Perhaps the only game with a more dramatic finish came in 1980, when Greenville trailed Clinch County 10-6 with 10 seconds left, 42 yards from the end zone.
Darryl Ogletree, who had rushed for 2,648 yards that season, took a pitchout, stopped and threw a long pass to star receiver Alexander Lakes, who was running in stride with a defender at the 5-yard line.
Both players got a hand on the ball, but it bounded ahead, and Greenville’s Melvin Robertson caught it, falling backward into the end zone.
“All the fans ran on the field, and people were jumping on top of me, ” Robertson said. “It really surprised me that I even caught it. It blew me away.”
Robertson, 47, lives in LaGrange and drives a tractor-trailer. Each of his four sons played football or baseball in college, but he jokes with them that they’ll never top what he did. It was Greenville’s first state title.

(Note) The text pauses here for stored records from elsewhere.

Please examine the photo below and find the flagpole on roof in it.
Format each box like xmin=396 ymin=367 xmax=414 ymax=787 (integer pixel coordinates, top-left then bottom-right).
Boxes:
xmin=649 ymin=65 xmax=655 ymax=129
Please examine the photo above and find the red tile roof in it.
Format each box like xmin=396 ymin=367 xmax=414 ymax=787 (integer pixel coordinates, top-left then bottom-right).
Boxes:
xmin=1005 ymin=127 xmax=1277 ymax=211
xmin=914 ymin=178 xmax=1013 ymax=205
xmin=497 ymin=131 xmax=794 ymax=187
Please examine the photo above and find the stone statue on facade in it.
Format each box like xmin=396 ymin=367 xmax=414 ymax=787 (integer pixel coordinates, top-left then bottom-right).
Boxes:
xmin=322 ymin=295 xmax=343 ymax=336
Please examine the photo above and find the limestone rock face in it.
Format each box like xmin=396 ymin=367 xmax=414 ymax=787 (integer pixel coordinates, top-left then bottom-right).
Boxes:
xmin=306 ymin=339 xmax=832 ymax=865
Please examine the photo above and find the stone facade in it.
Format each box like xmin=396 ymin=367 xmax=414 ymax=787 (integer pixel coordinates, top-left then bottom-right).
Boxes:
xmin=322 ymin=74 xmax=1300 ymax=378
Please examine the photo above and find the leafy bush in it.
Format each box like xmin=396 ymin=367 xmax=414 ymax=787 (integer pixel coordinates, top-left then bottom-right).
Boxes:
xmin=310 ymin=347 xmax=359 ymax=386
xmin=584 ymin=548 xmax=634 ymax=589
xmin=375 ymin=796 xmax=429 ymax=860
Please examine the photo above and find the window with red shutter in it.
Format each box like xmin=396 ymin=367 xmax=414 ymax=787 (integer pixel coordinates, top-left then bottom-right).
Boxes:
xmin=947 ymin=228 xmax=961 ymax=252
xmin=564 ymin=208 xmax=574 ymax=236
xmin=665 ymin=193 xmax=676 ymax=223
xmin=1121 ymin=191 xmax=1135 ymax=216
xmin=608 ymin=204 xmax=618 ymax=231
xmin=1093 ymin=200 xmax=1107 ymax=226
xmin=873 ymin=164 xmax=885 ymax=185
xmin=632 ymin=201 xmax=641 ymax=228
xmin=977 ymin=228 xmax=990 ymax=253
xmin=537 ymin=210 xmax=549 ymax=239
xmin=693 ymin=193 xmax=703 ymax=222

“That play put Greenville on the map, ” Robertson said.
For the 1973 Southwest Atlanta team, the story of community pride was paramount.
The GHSA had been integrated for seven years, but no all-black team had won a title in football. A sports reporter had written that Southwest, which had been ranked No. 1 the previous season only to lose in the first round, lacked the discipline to win a big game. Some in the community took it as a racial insult.
The principal says his conversation with the head coach — which also included ill-timed advice on what plays not to run — might not have been exactly one play before the interception, as coach Sparks remembered it.
“But it was a storybook finish like you’ve never seen, ” Dr. Charles Mason said. “A guardian angel led Kent down the sideline.”
The National Sports News Service ranked Southwest No. 2 in the nation behind the Baylor School of Chattanooga.
Kent Mason later played at Georgia Tech. He’s married with children. But the memory of that championship still beats all.
“There have been some other special things in my life, ” Mason said. “I have two kids, a 25-year-old who is legally blind, and we were told he wasn’t going to live 24 hours. He went to Furman.
“I have a daughter who is graduating from Georgia Southern on the 12th. But winning that championship, it’s special. It meant so much to a greater group of people.”